Recently, while preparing food for a week-long trip out of town, it occurred to me that one of the most common questions I get asked is on that very topic. So, just how do I eat while traveling?
Since I eat gluten-free, and most of the time grain-free, dairy-free, and egg-free, my diet is a challenge to accommodate in the comforts of home, let alone on the road!
It certainly wasn’t easy at first, and it definitely took some practice and commitment. But it can be done, and even done with style! So, here are some rules-of-thumb I have come up with which work well for me.
Whether the trip is a drive or a flight away, I always pack food to bring with me. This is the most time consuming option since it requires a lot of preparation time.
Having grains, dairy, and eggs on my food sensitivity list, breakfast tends to be the most challenging meal. So, I make a batch of a sweet potato and veggie hash with sausage in advance. I freeze this meal in single serving containers, and either place it in the cooler that we drive around with or pack it in my checked luggage for the flight, to be placed in a refrigerator when I arrive at my destination.
These frozen meal items stay cold enough to keep, and they also keep the other items I pack cold for the trip.
In addition to the food I place in a cooler or pack in my luggage, I also take veggies, crackers, dried fruit and other favorite foods in the car or on a plane. Gas stations and other quick stops are not as likely to have snacks to fit speciality diets nor do they tend to contain the healthiest ingredients, so I make sure to stock up by using online services such as One Stop Paleo.
Preselect Restaurants with Apps
The number of restaurants on new websites and apps, such as Find Me Gluten Free and AllergyEats is growing quickly.
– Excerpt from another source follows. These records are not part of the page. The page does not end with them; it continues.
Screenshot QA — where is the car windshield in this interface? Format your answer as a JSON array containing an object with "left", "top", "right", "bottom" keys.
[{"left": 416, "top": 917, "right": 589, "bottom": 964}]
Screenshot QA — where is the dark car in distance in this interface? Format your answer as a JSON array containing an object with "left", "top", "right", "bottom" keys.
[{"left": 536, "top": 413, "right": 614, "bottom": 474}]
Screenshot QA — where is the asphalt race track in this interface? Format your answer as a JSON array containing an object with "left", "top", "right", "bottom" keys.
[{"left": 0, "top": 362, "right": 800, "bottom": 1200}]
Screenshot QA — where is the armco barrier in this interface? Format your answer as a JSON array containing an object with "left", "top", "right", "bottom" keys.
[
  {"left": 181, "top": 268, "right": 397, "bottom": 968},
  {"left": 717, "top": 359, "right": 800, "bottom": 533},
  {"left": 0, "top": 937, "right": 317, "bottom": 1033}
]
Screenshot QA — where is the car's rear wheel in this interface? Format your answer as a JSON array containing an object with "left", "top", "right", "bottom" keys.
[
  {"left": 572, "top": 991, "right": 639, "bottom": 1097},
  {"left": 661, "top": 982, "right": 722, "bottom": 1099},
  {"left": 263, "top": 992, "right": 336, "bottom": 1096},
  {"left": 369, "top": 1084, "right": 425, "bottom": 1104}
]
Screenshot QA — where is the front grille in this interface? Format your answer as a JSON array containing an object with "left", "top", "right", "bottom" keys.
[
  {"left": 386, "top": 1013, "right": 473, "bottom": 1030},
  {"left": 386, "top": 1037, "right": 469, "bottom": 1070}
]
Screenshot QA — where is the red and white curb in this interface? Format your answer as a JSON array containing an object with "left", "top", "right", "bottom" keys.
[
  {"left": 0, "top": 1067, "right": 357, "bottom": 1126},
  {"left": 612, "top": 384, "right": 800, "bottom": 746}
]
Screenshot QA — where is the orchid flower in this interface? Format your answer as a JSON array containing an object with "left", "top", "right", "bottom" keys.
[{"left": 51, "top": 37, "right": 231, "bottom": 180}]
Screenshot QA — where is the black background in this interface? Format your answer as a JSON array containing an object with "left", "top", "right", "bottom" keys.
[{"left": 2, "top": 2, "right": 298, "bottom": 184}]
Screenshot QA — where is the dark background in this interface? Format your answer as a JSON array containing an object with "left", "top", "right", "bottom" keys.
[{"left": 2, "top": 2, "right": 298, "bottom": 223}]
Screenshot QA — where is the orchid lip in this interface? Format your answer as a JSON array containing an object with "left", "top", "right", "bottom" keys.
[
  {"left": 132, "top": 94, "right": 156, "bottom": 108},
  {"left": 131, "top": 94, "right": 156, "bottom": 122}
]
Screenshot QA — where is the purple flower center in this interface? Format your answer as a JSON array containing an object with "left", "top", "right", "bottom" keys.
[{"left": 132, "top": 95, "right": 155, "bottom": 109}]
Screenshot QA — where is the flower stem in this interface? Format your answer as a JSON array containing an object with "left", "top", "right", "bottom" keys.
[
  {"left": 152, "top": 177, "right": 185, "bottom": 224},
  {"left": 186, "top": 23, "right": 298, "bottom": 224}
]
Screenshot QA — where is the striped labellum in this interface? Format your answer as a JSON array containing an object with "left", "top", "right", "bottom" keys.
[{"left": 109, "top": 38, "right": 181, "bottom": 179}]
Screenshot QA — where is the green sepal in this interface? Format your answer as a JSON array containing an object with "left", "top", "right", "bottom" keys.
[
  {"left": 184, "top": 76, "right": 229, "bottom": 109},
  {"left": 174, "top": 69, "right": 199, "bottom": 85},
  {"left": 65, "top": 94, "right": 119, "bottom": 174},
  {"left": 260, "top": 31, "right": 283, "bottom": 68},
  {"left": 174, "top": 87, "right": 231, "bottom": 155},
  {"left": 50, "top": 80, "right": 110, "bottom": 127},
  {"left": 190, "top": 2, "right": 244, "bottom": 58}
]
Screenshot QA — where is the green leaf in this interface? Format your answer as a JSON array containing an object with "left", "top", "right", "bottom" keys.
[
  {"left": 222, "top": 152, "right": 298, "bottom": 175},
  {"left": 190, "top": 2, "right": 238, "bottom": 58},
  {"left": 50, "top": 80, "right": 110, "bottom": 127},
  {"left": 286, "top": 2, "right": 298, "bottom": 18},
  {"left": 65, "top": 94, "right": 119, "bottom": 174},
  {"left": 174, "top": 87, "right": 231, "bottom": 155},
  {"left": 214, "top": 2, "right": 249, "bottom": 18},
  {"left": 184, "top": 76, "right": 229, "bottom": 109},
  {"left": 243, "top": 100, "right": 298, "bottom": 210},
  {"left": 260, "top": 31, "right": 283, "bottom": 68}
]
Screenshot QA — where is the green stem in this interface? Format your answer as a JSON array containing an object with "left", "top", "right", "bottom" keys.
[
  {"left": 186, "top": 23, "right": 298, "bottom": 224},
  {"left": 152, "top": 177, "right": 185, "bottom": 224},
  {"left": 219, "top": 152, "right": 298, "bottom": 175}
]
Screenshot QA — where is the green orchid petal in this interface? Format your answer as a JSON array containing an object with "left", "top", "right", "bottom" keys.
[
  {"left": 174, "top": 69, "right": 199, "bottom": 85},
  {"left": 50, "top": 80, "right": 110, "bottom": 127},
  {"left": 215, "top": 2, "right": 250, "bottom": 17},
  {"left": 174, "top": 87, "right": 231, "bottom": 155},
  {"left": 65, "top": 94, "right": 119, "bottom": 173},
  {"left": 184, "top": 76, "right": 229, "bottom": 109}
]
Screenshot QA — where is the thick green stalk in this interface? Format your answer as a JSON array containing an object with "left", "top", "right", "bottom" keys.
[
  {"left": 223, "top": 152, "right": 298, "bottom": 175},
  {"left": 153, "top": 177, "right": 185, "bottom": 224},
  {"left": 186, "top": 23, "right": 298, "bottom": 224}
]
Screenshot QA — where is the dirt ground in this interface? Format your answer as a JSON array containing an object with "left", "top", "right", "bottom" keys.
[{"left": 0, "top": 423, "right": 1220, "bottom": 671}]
With these tools, it is getting easier to identify in advance which restaurants you might safely be able to eat at.
Check the menus, read reviews and call the restaurants in advance if you need any clarification. Allergy Eats goes beyond gluten-free and allows restaurant filtering based on dairy, nuts, soy and other allergens that people often need to avoid.
Double-check the menus and read through the reviews with a critical eye to make sure that a restaurant’s claims stack up. And, if I may reiterate: Be willing to call the restaurant for a clarification!
This might take some research and a few calls, but when you don’t have time to do a lot of food preparation, this is a particularly good option.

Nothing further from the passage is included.